11 min read

Parse command-line arguments

There are already several R packages which parse command-line arguments such as getopt, optparse, argparse, docopt. Here GetoptLong is another command-line argument parser (actually it was developed very early. The first CRAN version was in 2013) which wraps the powerful Perl module Getopt::Long. GetoptLong package also provides some adaptations for easier use in R.

Using GetoptLong is simple especially for users having Perl experience (Oops, age exposed :)) because the specification is almost the same as in Perl. The original website of Getopt::Long is always your best reference.

The documentation of the package is at http://jokergoo.github.io/GetoptLong/articles/GetoptLong.html. Here this post is a simplified version.

The GetoptLong package has not been udpated to CRAN yet, so you need to install it from GitHub:

devtools::install_github("jokergoo/GetoptLong")

A quick example

Specify as a vector

The following example gives you some feels of using GetoptLong package. The following code is saved in to an R script named foo.R.

library(GetoptLong)

cutoff = 0.05
GetoptLong(
    "number=i", "Number of items.",
    "cutoff=f", "Cutoff for filtering results.",
    "verbose",  "Print message."
)

The R script can be executed as:

~\> Rscript foo.R --number 4 --cutoff 0.01 --verbose
~\> Rscript foo.R --number=4 --cutoff=0.01 --verbose
~\> Rscript foo.R -n 4 -c 0.01 -v
~\> Rscript foo.R -n 4 --verbose

In this example, number is a mandatory option and it should only be in integer mode (has a tab i). cutoff is numeric (tag f) and optional and it already has a default value 0.05. verbose is a logical option. If parsing is successful, two variables number and verbose will be imported into the working environment with the specified values. Value for cutoff will be updated if it is specified in command-line.

Data types are automatically checked. E.g., if cutoff is specified with a character, an error will be thrown.

The option usage triggered by --help is automatically generated. There are two styles:

The one-column style:

Usage: Rscript foo.R [options]

Options:
  --number, -n integer
    Number of items.
 
  --cutoff, -c numeric
    Cutoff for filtering results.
    [default: 0.05]
 
  --verbose
    Print message.
 
  --help, -h
    Print help message and exit.
 
  --version
    Print version information and exit.
 

Or the two-column style:

Usage: Rscript foo.R [options]

Options:
  --number, -n     Number of items.
    [type: int] 
  --cutoff, -c     Cutoff for filtering results.                 
    [type: num]    [default: 0.05] 
  --verbose        Print message. 
  --help, -h       Print help message and exit. 
  --version        Print version information and exit. 

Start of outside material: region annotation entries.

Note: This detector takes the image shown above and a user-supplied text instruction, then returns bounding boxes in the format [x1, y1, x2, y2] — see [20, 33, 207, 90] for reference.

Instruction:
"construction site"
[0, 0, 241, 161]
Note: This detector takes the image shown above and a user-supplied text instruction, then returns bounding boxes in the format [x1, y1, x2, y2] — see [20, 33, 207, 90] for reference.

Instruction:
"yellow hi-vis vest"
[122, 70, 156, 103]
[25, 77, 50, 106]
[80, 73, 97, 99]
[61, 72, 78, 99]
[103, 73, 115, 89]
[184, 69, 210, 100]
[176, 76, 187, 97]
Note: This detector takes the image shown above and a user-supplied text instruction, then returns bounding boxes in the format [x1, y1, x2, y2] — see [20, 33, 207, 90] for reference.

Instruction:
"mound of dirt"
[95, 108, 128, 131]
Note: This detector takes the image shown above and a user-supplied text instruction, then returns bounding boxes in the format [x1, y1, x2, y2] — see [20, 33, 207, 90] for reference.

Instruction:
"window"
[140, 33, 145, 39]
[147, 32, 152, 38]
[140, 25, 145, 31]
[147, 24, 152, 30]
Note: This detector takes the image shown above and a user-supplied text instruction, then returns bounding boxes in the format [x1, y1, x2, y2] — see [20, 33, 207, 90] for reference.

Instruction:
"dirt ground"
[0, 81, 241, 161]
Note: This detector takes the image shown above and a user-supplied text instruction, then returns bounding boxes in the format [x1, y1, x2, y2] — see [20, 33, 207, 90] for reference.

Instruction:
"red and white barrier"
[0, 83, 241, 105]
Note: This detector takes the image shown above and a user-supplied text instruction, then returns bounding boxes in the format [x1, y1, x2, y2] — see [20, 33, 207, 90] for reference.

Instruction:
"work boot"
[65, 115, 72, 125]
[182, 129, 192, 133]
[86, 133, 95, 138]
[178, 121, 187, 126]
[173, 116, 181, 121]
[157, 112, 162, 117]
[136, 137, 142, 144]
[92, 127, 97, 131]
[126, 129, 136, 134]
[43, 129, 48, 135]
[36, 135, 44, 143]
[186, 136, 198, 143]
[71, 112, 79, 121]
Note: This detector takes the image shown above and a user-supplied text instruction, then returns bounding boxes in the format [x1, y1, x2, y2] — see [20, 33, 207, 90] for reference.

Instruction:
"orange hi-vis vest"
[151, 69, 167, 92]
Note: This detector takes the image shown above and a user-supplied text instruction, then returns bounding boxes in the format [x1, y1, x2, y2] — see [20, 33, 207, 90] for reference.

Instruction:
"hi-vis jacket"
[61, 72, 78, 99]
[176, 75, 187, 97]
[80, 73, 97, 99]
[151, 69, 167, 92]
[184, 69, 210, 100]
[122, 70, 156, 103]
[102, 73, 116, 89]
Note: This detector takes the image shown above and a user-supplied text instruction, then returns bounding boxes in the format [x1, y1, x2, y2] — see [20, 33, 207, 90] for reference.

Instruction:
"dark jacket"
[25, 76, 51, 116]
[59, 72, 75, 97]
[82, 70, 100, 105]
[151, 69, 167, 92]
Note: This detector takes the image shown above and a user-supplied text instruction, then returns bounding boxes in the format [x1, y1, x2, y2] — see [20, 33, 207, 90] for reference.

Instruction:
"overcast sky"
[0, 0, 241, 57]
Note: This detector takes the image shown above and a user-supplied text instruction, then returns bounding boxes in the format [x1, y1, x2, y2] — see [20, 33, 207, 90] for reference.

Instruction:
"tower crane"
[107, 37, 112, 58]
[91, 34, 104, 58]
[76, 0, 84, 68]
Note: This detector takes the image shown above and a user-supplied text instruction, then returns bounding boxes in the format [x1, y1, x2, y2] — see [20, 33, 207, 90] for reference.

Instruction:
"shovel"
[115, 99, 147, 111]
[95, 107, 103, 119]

You can find the short option names (in single letters, e.g., -n, -c, -h) are automatically added. The information of default values is added as well (e.g., [default: 0.05] for cutoff option).

Specify as a template

The specification can also be set as a template where the specifications are marked by <>.

library(GetoptLong)
spec = "
This is an example of using template to specify options.

Usage: Rscript foo.R [options]

Options:
  <number=i> Number of items.
  <cutoff=f> Cutoff for filtering results.               
  <verbose> Print messages.

Contact: name@address
"

GetoptLong(spec, template_control = list(opt_width = 23))

The parameter opt_width controls the maximal width of the option description (i.e., --number, -n integer, --cutoff, -c numeric and --verbose).

Calling Rscript foo.R --help generates the following message:

This is an example of using template to specify options.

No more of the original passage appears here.